Linux kernel mirror (for testing) git.kernel.org/pub/scm/linux/kernel/git/torvalds/linux.git
kernel os linux

cxl/region: Add inject and clear poison by region offset

Add CXL region debugfs attributes to inject and clear poison based
on an offset into the region. These new interfaces allow users to
operate on poison at the region level without needing to resolve
Device Physical Addresses (DPA) or target individual memdevs.

The implementation uses a new helper, region_offset_to_dpa_result()
that applies decoder interleave logic, including XOR-based address
decoding when applicable. Note that XOR decodes rely on driver
internal xormaps which are not exposed to userspace. So, this support
is not only a simplification of poison operations that could be done
using existing per memdev operations, but also it enables this
functionality for XOR interleaved regions for the first time.
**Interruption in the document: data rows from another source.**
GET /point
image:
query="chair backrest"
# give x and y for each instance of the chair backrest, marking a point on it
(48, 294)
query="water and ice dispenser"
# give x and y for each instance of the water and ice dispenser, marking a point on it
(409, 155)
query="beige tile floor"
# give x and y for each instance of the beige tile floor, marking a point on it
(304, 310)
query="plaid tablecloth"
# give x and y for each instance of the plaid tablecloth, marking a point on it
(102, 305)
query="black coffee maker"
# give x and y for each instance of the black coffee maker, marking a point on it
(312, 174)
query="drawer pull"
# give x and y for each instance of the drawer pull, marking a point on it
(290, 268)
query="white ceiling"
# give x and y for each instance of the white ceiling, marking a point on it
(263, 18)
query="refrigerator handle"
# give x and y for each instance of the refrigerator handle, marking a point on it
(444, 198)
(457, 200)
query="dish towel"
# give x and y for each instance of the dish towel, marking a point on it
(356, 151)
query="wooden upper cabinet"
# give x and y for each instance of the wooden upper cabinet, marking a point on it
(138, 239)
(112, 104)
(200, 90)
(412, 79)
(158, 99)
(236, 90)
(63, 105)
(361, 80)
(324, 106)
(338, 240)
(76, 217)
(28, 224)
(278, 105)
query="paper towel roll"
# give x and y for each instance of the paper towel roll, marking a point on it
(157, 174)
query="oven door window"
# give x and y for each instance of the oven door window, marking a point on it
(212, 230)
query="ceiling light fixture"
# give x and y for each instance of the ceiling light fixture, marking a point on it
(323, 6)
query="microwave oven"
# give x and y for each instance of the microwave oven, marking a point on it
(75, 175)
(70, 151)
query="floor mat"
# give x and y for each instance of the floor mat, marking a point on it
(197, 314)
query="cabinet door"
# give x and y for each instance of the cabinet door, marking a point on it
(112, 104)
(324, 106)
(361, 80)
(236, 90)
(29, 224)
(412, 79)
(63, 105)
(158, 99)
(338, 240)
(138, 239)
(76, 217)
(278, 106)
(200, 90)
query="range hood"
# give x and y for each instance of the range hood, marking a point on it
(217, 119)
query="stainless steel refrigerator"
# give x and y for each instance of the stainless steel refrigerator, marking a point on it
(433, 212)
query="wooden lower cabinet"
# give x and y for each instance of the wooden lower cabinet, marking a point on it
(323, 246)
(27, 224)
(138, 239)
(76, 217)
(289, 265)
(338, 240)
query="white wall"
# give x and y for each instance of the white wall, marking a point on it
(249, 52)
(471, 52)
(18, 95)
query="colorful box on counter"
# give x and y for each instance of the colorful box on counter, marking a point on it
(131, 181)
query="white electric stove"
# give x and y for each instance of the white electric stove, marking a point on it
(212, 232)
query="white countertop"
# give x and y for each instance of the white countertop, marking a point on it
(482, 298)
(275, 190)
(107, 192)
New debugfs attributes are added in /sys/kernel/debug/cxl/regionX/:
inject_poison and clear_poison. These are only exposed if all memdevs
participating in the region support both inject and clear commands,
ensuring consistent and reliable behavior across multi-device regions.

If tracing is enabled, these operations are logged as cxl_poison
events in /sys/kernel/tracing/trace.

The ABI documentation warns users of the significant risks that
come with using these capabilities.

A CXL Maturity Map update shows this user flow is now supported.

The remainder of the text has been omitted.